Ma andiamo ai ben quattro precedenti. Nel 1979 Pertini chiese a Cossiga (senza rendere pubblica la diatriba, poi rivelata dall’allora presidente del Consiglio in pectore) di non insistere sulla nomina alla Difesa del democristiano Clelio Darida. E il Capo dello Stato, che probabilmente non ritenne all’altezza di quel ruolo l’ex sindaco di Roma, non fu “costretto” a motivare urbi et orbi il perché della sua scelta. Il secondo “aneddoto” si inquadra nell’ambito dell’ormai proverbiale “conflitto di interessi” di Berlusconi: nel 1994 Scalfaro rifiutò la nomina alla Giustizia del legale del Cavaliere, Cesare Previti. Quest’ultimo, tra l’altro, durante la campagna elettorale aveva scatenato le polemiche proclamando: «Quando vinceremo le elezioni non faremo prigionieri».

Il terzo episodio risale al 2001: Ciampi preferì non assegnare il ruolo di Guardasigilli a Roberto Maroni. Indispettito, ma senza gli eccessi dei masanielli odierni, il leader del Carroccio Umberto Bossi stigmatizzò come “imbarazzante” il veto, dettato certamente dal fatto che Maroni (poi prosciolto), insieme con altri leghisti, era sotto inchiesta per resistenza a pubblico ufficiale per essersi opposto alle perquisizioni richieste dal procuratore di Verona Guido Papalia. Più recente (2014) l’ultimo caso, quando Napolitano chiese a Renzi di non inserire nella sua lista l’allora procuratore di Reggio Calabria Nicola Gratteri: la sua nomina avrebbe violato la regola “non scritta” secondo cui un magistrato in attività non può assumere l’incarico di ministro della Giustizia.

Tornando ai giorni nostri, piaccia o no, siamo vincolati alla moneta unica anche dalla Costituzione. L’articolo 75 addirittura non ammette il referendum su leggi “di autorizzazione a ratificare trattati internazionali” come quello sancito a Maastricht). L’articolo 117, inoltre, sancisce che «la potestà legislativa è esercitata dallo Stato e dalle Regioni nel rispetto della Costituzione, nonché dei vincoli derivanti dall’ordinamento comunitario e dagli obblighi internazionali».

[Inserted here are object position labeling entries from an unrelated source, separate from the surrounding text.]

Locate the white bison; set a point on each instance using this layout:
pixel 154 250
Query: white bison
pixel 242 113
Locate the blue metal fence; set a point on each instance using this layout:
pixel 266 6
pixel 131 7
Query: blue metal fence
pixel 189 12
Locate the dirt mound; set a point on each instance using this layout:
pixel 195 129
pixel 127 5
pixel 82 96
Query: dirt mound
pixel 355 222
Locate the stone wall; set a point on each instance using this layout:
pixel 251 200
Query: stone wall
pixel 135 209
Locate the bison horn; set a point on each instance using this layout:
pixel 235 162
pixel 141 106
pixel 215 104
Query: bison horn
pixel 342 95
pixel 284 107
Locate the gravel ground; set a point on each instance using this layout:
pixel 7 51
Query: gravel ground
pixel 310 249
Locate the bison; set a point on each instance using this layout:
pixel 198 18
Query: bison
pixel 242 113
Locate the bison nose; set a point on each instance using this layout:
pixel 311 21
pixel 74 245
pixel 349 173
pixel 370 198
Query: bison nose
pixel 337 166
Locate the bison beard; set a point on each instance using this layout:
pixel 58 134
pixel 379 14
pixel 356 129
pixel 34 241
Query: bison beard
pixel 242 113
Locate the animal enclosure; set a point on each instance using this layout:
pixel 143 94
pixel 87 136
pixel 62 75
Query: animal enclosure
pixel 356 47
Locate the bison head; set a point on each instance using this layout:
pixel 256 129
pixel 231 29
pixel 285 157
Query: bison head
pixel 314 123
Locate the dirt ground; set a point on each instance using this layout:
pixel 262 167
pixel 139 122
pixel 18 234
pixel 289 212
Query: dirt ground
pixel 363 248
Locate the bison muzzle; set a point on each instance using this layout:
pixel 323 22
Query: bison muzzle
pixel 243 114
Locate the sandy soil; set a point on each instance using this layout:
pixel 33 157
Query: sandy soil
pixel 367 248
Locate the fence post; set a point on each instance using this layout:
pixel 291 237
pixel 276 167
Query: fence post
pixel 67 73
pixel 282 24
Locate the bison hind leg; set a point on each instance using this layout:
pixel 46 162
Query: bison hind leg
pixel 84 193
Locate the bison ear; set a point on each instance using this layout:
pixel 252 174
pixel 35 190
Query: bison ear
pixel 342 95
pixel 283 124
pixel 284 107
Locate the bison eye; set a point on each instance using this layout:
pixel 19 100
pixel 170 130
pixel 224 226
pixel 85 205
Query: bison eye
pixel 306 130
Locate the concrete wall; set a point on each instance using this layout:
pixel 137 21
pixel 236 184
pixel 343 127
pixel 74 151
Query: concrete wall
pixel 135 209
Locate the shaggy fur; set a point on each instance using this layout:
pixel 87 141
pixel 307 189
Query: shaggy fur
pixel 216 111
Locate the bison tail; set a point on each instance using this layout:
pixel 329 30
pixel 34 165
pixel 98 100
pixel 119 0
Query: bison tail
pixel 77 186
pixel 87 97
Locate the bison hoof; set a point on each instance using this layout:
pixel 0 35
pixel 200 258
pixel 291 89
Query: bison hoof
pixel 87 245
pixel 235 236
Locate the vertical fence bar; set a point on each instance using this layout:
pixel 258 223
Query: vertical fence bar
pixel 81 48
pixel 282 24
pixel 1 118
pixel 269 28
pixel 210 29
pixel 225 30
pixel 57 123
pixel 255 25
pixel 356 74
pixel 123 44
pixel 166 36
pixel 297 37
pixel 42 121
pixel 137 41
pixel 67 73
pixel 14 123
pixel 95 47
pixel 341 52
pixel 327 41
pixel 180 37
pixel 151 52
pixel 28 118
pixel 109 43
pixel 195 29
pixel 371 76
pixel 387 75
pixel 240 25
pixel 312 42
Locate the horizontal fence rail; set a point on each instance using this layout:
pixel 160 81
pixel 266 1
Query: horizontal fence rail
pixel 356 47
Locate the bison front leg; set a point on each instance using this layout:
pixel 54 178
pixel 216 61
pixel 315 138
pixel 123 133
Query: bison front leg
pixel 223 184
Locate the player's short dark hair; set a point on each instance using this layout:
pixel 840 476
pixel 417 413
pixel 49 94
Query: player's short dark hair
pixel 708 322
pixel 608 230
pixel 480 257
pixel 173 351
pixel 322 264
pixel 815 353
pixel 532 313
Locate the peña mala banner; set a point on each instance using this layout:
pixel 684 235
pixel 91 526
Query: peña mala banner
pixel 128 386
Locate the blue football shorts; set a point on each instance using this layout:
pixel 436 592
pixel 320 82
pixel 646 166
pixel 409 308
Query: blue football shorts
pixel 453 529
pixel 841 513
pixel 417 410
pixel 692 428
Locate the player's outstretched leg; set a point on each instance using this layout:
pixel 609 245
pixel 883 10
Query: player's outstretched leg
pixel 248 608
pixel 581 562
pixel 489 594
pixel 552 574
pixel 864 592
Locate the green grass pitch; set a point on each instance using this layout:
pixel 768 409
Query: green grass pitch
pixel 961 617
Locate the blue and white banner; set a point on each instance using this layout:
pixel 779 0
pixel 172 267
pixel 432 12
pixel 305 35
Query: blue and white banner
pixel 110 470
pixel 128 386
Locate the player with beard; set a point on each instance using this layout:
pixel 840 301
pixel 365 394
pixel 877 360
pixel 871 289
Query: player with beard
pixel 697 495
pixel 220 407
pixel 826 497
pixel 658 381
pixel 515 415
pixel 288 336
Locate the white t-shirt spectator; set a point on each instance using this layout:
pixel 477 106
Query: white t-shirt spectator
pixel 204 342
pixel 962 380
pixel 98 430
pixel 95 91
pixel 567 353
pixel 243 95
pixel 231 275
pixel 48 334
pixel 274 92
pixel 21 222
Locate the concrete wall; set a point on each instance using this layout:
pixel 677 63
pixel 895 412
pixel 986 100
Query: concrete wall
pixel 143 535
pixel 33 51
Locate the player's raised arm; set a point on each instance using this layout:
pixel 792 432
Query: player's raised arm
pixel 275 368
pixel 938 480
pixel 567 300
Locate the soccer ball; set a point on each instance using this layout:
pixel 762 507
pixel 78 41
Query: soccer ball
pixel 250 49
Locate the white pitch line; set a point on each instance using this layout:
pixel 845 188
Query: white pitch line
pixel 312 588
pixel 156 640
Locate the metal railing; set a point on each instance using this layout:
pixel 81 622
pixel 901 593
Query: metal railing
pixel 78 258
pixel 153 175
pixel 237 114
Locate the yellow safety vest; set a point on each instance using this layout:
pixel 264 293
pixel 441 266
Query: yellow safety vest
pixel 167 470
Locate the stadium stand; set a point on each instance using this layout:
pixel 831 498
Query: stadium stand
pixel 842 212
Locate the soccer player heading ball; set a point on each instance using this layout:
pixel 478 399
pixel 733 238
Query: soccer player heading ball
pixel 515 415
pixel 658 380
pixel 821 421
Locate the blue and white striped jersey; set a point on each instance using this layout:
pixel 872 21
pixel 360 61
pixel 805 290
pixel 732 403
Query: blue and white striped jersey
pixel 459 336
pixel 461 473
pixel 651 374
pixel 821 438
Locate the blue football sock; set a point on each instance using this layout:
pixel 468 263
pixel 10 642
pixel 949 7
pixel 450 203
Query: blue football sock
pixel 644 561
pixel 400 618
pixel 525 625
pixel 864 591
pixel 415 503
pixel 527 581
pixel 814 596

Per questo non è un semplice “capriccio” del Colle, nel suo ruolo di «tutore dell’osservanza della legge fondamentale della Repubblica», essersi opposto a chi, come Paolo Savona, a più riprese ha definito l’euro un «cappio al collo» dell’Italia e l’Ue un’organizzazione «viziata da una innata ingiustizia». Senza precedenti, semmai, è il comportamento dei due “premier ombra” Salvini e Di Maio: l’incomprensibile irrigidimento sul nome di un singolo ministro dopo aver decantato per settimane la priorità del programma condiviso nel “contratto”.

Per evitare di fare la figura degli “statisti dell’ultima ora”, urlando al golpe e aizzando la folla, a chi si propone alla guida del “cambiamento” basterebbe informarsi, ripercorrere le cronache politiche e confrontarsi con le regole del gioco. Non basta, infine, proclamare la “Terza Repubblica” per stravolgere gli ordinamenti, ma bisogna anche riscriverli in Parlamento (non a caso la nostra Costituzione è definita “rigida” in quanto, a differenza delle forme “flessibili” in vigore in altri Paesi, le sue disposizioni per essere modificate necessitano di procedure più complesse rispetto alle leggi ordinarie).

Ricorrendo (strumentalmente) a reazioni scomposte, piagnistei e analisi deliranti della realtà, si finisce con il confermare la fondatezza delle preoccupazioni di chi è tenuto a tutelare gli equilibri di un Paese in difficoltà sì, ma non ancora sull’orlo del baratro.